People v. Rhodes

154 A.D.2d 279 | N.Y. App. Div. | 1989

— Judgment of the Supreme Court, New York County (Martin H. Rettinger, J.), rendered March 18, 1985, convicting defendant, after a jury trial, of two counts of murder in the second degree and sentencing him to an indeterminate sentence of 25 years to life, unanimously affirmed.

Defendant contends that, pursuant to Brady v Maryland (373 US 83), the fact that the People’s eyewitness was only nine years old should have been disclosed prior to trial as exculpatory material (People v Cwikla, 46 NY2d 434). The theory advanced by defendant necessarily intimates that the court should entertain the presumption that any testimony given by a child of nine is inherently unreliable. This is a suggestion we flatly reject.

Defendant further asserts that the name and address of the People’s eyewitness should have been disclosed prior to trial. Discovery of the names and addresses of witnesses is a matter which is entrusted to the sound discretion of the Trial Judge (People v Andre W., 44 NY2d 179, 185). Given the tender years of the People’s eyewitness and the potential for intimidation, it cannot be said that the Judge abused his discretion in denying discovery of the witness’s name and address (CPL 240.50; People v Rivera, 119 AD2d 517, 519-520 [dictum]).

We note that, at the trial, the Judge conducted a proper voir dire to ascertain, to his satisfaction, the capacity of the child to comprehend the nature of an oath (CPL 60.20 [2]).
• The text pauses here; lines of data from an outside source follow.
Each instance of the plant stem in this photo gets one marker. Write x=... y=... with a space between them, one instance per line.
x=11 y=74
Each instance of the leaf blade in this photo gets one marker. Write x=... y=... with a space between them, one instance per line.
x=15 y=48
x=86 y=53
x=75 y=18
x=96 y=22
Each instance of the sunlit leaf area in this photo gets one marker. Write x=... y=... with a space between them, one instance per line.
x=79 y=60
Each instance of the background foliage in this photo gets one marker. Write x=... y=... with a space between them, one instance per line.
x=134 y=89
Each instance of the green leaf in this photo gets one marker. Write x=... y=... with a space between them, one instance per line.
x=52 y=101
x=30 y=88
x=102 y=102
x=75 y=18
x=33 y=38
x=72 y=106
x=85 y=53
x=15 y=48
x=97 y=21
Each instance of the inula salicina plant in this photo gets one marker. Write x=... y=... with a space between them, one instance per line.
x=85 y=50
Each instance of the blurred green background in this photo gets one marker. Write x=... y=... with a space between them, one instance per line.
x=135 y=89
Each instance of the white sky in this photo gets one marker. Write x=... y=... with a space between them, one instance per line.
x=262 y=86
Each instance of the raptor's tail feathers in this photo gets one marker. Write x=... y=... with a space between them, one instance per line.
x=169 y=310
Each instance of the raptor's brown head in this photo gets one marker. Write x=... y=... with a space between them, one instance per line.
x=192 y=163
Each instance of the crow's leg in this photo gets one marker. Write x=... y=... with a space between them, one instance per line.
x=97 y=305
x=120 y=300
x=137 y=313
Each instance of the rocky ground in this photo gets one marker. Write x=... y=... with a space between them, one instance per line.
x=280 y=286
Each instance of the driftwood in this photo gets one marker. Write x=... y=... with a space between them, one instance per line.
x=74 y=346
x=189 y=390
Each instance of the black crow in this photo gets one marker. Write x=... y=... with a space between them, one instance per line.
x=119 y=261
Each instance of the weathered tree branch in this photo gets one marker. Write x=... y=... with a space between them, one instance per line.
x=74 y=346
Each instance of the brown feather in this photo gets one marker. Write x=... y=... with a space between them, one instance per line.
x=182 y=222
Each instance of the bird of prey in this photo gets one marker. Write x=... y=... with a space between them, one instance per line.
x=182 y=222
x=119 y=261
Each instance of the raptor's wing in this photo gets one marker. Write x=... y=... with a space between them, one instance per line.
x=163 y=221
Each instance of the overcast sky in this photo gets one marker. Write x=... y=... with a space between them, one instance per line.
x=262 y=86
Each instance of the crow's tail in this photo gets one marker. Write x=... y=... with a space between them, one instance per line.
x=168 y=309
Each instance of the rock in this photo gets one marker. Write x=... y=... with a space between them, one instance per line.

Defendant’s assertion to the contrary notwithstanding, there is no statutory or constitutional requirement that his counsel participate in the voir dire (CPL 60.20 [2]; People v Byrnes, 33 NY2d 343, 350-351).

Defendant’s other contentions have been examined and found to be without merit. Concur — Murphy, P. J., Kassal, Rosenberger, Ellerin and Rubin, JJ.